Hamburg ermöglicht bei Großveranstaltungen die 2G-Regel. Was halten Sie davon?

Das Virus bestraft Übermut sofort. Wir sollten bei der 3G-Regel bleiben. Meine Sorge ist, dass wir 3G sagen, aber uns nicht an die Regeln halten. Das Beispiel Israel zeigt, was passiert, wenn alle Auflagen zu schnell beendet werden. 2G ist der Lockdown für die Nichtgeimpften. Diese Option sollte das letzte Mittel sein.

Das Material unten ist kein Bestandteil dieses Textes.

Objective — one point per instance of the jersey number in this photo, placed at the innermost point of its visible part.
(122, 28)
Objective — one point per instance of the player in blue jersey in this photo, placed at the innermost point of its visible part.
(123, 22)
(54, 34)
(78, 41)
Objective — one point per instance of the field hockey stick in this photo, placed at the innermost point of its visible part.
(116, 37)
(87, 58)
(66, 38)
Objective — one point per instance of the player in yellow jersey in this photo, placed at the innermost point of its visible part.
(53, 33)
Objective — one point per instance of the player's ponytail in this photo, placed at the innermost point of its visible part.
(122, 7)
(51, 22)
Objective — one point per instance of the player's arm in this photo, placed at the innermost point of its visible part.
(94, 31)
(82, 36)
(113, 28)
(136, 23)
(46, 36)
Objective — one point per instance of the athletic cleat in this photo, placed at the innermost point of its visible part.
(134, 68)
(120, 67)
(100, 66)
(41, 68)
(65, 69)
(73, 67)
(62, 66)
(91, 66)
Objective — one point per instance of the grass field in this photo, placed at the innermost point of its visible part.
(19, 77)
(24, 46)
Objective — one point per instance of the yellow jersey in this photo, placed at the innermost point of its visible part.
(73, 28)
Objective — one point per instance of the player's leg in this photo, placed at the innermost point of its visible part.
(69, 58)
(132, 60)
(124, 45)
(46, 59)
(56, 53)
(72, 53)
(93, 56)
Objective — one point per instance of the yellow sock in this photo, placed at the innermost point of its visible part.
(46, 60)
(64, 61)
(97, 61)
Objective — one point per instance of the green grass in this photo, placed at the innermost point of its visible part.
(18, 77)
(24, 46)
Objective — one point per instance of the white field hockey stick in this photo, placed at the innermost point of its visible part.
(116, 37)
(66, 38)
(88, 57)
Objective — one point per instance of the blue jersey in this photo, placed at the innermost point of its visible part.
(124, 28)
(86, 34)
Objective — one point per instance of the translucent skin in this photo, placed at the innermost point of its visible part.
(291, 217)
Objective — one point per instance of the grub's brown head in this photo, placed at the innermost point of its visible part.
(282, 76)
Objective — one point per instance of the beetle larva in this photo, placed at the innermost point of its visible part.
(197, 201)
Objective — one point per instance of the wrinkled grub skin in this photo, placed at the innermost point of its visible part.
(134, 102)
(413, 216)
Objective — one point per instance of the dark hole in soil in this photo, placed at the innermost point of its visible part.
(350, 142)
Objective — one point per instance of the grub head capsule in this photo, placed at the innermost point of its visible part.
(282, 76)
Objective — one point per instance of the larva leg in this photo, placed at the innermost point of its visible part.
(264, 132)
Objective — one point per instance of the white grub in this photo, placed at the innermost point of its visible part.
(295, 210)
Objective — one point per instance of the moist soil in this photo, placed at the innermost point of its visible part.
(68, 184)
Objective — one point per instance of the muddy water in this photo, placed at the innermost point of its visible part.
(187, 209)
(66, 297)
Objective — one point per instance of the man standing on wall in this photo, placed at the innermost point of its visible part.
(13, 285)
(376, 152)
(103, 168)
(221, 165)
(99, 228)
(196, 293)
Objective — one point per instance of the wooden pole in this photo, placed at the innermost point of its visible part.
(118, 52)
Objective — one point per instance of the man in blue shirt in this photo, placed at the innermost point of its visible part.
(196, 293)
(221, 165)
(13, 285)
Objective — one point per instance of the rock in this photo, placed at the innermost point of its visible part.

Sollten Nicht-Geimpfte Tests selbst zahlen?

Deutschland bezahlt bislang jeden Monat eine Milliarde Euro für Tests. Das kann so nicht weitergehen. Das Testen war ein Segen, als es keine Impfangebote gab. Aber die gibt es jetzt. Wer das Angebot nicht wahrnimmt, muss die Tests aus eigener Tasche zahlen. Also: Kostenlose Impfung oder kostenpflichtiger Test.